Si l’on reprend la définition des crimes de guerre par les conventions de La Hay ( 1899/1907), soit toute forme de violation des lois et coutumes de la guerre, dont l’assassinat et les mauvais traitements infligés à des populations civiles ou à des prisonniers militaires, la déportation de populations civiles, l’exécution d’otages, le pillage de biens, la dévastation et la destruction de villes ou de villages sans motifs, l’on peut considérer que les habitants de la région sont confrontés à toutes les formes de crimes de guerre, s’ajoutant aux crimes contre l’humanité, à caractère génocidaire, avec les rafles de Juifs et de Tsiganes en septembre 1942 et octobre 1943 [6]. Le nombre des victimes des politiques de répression, évalué à plus de 8 000, explique la volonté de rechercher les criminels de guerre pour les faire juger et condamner à la Libération. Le service régional de recherche des criminels de guerre ennemis, dépendant de trois ministères : justice, intérieur et guerre (armées), entame alors avec de faibles moyens humains et financiers, des enquêtes aboutissant à la constitution de 986 dossiers.

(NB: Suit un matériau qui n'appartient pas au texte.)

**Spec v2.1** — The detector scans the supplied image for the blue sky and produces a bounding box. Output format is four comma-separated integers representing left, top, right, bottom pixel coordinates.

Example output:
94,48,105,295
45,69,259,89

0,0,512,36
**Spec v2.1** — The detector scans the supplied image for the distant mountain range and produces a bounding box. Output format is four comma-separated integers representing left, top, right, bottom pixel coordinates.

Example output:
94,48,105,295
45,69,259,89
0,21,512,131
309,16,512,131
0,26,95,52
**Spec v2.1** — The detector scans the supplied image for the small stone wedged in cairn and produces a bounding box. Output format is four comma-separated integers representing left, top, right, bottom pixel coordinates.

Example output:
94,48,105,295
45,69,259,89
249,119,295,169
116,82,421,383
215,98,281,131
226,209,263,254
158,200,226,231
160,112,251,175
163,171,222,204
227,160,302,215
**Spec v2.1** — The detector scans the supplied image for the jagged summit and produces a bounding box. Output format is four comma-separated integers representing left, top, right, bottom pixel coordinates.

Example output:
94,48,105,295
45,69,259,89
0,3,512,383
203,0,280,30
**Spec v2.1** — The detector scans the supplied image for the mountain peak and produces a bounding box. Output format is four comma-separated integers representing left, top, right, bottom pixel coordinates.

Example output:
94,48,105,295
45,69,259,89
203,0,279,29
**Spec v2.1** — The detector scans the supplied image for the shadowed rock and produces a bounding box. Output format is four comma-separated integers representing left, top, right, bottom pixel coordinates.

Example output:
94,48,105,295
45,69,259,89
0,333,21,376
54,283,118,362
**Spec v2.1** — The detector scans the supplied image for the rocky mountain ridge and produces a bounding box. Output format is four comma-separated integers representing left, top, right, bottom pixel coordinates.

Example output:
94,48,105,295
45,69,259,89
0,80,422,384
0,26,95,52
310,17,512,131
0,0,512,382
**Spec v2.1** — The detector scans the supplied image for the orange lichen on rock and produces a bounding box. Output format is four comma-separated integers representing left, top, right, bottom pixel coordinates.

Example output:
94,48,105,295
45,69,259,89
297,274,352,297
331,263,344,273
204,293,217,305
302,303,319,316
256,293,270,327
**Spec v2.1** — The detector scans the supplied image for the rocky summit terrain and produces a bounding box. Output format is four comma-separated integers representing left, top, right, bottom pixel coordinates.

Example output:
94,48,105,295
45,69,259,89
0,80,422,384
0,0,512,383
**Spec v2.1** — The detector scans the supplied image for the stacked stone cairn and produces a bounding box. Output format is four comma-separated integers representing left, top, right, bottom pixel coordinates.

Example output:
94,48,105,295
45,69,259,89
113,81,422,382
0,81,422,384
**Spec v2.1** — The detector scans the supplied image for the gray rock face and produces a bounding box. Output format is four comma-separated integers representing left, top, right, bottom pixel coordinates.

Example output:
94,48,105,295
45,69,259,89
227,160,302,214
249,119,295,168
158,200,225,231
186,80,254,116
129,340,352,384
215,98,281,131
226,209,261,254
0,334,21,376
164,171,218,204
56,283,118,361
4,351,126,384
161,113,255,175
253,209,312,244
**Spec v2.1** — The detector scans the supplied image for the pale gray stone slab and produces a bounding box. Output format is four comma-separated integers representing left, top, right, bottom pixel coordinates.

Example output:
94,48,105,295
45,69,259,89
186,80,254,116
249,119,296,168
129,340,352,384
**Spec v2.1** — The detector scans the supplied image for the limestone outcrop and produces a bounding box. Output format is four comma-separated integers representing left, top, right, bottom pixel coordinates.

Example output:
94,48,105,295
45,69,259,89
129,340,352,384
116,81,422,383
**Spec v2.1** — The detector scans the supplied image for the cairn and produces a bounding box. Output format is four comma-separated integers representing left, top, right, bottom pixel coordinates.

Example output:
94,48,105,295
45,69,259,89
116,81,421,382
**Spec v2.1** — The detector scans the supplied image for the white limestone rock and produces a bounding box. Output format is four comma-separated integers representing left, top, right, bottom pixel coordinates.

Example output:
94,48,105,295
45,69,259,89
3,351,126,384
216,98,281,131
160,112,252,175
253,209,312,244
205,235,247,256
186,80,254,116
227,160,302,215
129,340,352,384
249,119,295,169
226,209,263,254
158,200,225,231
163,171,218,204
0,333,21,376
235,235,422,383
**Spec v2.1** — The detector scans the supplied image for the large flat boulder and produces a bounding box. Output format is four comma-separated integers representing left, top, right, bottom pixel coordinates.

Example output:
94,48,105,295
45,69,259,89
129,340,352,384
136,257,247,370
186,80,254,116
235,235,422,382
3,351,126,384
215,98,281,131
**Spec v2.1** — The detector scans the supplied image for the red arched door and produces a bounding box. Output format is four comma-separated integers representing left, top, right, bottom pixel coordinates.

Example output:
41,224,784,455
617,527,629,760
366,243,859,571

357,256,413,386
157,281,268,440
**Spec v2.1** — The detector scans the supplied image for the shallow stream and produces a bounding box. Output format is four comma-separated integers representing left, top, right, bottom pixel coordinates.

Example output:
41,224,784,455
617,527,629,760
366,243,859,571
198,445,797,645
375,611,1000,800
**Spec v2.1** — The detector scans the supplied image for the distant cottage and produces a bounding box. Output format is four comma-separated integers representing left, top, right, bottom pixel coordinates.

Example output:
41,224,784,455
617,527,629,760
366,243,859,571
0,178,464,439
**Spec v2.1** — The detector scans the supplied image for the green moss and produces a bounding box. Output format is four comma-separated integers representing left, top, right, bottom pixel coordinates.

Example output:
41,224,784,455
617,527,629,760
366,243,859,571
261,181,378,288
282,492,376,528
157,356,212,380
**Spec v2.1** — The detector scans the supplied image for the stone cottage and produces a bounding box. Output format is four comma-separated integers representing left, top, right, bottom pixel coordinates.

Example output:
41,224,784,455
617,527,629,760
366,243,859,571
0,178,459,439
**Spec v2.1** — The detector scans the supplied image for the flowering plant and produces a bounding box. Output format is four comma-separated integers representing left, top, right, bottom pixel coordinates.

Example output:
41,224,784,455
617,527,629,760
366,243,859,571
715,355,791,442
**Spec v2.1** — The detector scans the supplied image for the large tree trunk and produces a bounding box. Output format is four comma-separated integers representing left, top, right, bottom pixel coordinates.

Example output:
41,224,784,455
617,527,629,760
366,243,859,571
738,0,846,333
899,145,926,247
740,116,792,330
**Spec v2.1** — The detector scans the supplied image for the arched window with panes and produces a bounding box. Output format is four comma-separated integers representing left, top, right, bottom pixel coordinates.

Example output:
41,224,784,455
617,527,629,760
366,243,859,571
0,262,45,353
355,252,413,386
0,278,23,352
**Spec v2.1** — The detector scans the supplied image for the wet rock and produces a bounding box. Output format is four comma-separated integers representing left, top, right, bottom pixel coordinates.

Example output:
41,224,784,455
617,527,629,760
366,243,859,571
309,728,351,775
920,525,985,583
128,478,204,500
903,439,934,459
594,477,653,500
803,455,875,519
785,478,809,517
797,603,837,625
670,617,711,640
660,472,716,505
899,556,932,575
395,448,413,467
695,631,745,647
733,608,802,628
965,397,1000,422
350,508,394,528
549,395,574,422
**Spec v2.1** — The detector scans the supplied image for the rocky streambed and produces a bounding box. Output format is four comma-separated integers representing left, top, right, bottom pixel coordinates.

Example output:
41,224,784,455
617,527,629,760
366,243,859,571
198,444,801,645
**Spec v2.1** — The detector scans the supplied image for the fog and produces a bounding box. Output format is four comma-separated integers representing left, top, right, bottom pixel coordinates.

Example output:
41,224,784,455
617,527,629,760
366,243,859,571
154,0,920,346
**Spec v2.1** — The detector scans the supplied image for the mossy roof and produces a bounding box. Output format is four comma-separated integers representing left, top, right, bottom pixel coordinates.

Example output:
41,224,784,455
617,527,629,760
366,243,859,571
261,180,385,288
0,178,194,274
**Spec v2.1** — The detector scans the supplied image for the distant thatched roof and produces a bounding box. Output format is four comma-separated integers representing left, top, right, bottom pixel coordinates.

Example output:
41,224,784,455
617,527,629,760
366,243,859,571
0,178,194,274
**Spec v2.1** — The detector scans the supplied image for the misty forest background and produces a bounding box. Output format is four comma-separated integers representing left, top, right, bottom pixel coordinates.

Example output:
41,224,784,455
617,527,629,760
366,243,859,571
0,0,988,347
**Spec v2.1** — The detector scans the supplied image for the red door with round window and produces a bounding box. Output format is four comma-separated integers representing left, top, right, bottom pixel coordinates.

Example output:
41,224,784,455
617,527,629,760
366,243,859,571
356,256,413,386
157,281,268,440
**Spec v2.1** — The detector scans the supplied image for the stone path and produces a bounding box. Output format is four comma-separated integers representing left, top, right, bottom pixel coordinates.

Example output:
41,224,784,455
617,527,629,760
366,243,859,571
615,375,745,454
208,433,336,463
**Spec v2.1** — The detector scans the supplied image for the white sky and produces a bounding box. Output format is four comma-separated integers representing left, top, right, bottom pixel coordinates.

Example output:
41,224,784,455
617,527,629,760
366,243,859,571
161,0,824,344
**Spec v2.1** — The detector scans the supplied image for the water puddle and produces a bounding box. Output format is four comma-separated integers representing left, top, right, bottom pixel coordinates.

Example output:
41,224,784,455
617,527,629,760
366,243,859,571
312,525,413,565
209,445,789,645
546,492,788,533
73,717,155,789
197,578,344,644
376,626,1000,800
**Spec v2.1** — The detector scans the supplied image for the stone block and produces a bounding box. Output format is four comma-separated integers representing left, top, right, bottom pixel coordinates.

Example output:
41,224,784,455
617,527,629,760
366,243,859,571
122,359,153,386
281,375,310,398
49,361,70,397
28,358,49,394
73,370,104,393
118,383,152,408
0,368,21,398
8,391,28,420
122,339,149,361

Ses dirigeants sont d’anciens résistants : Jean Minne et Henri Duprez, puis un commissaire de police Marcel Deruelle, assisté de deux inspecteurs. Les inculpés doivent être traduits devant des tribunaux militaires, d’abord celui de Lille, jusqu’en octobre 1947, puis celui de Metz, et très secondairement Paris et Lyon.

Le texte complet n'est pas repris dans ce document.